Asmus Tietchens ‘Nachtstucke’
Bureau B, 2014 / 1980 (Germany)
One day during my junior year of college, my buddy Davis brought home a bunch of weirdo VHS tapes that were on sale at Woolworth’s for .99 each. One of those was the 1973 sci-fi classic “Fantastic Planet,” a French-Czech animated tale about a future race of humans dominated by giant creatures. It was insanely trippy. It also apparently won at Cannes.
“Nachtstücke" (nocturnes) is German avant-garde composer Asmus Tietchens’ first solo album, was recorded just a few years after “Fantastic Planet" (1973-78) though was originally released in 1980 for French label ECG.
"Nachtstücke" reminded me of the "Fantastic Planet" soundtrack, which is strange because I don't even remember it. But I'd probably be more accurate to say that with this record, Tietchens creates the soundtrack to a series of fantastic planets — strange and foreign universes.

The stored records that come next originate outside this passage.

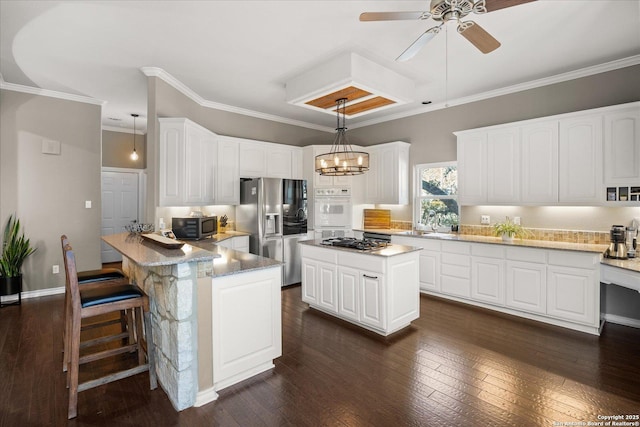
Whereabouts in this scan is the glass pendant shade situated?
[315,98,369,176]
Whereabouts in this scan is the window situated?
[414,162,458,231]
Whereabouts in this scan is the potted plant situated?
[493,217,529,242]
[0,215,35,295]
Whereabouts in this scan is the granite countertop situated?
[299,239,422,257]
[356,229,608,254]
[102,233,220,267]
[190,237,283,278]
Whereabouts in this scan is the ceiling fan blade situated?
[485,0,536,12]
[360,12,431,21]
[396,24,442,62]
[458,21,500,53]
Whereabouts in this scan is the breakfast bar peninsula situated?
[102,233,282,411]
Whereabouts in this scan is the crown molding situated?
[0,75,107,107]
[349,55,640,129]
[140,67,335,132]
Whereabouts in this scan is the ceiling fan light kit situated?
[360,0,535,61]
[315,98,369,176]
[286,52,415,118]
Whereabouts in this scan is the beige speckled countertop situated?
[299,239,422,257]
[102,233,220,267]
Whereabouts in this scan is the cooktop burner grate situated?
[322,237,390,251]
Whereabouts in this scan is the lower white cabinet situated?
[505,261,547,314]
[391,236,612,335]
[547,266,599,324]
[301,242,420,335]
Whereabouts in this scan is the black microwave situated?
[171,216,218,240]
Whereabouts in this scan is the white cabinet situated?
[604,105,640,186]
[547,266,599,325]
[558,114,604,205]
[520,120,559,204]
[159,118,217,206]
[215,136,240,205]
[487,127,520,204]
[301,242,420,335]
[458,132,487,205]
[363,141,410,205]
[440,242,471,298]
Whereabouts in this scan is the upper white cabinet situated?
[362,141,410,205]
[558,114,604,205]
[604,106,640,186]
[215,136,240,205]
[237,138,302,179]
[455,102,640,206]
[520,120,559,204]
[458,131,487,205]
[159,118,217,206]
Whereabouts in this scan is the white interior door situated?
[101,172,139,264]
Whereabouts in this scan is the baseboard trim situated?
[0,286,64,303]
[604,313,640,329]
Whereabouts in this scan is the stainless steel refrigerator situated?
[236,178,307,286]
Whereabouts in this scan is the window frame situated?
[413,160,460,232]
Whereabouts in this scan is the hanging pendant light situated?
[316,98,369,176]
[131,114,139,162]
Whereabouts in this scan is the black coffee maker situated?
[606,225,628,259]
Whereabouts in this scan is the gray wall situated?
[349,65,640,226]
[102,130,147,169]
[0,89,102,291]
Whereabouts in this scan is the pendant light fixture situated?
[315,98,369,176]
[131,113,139,162]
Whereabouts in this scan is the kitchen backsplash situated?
[460,224,610,245]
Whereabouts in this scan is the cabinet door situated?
[239,140,267,178]
[471,257,504,305]
[159,122,185,206]
[604,107,640,185]
[316,262,338,313]
[458,132,487,205]
[520,120,558,204]
[487,127,520,204]
[505,261,547,314]
[420,250,440,292]
[215,138,240,205]
[558,115,604,205]
[547,266,600,325]
[338,266,360,320]
[266,144,293,178]
[359,271,385,328]
[301,258,318,304]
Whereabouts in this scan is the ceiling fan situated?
[360,0,535,61]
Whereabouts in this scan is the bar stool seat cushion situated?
[78,268,126,284]
[80,285,143,308]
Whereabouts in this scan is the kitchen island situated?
[103,233,282,411]
[300,240,421,336]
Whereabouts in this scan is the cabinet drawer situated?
[442,242,471,255]
[441,253,471,267]
[471,244,504,258]
[548,251,600,270]
[440,264,471,279]
[440,276,471,298]
[507,248,547,264]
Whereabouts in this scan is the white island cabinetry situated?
[301,241,420,336]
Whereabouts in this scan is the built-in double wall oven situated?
[313,188,352,238]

Tietchens had been doing experimental music since the early 1960s and when Tangerine Dream’s Peter Baumann heard one of his recordings, he offered to produce. This was the result: A collection of synth pieces that sound as warm and peaceful as warped and sinister. Bent pitches and hypnotic circles and church organs and all sorts of weird and wonderful tones and textures.
This has been a marvelous introduction to a facet to that German scene I wasn’t at all familiar with. Bureau B's been getting some great stuff out there lately.
Fans of that Cluster and Eno era should obviously take note, as well as adventurous fans of Boards of Canada and other creepy pastoral ambient projects.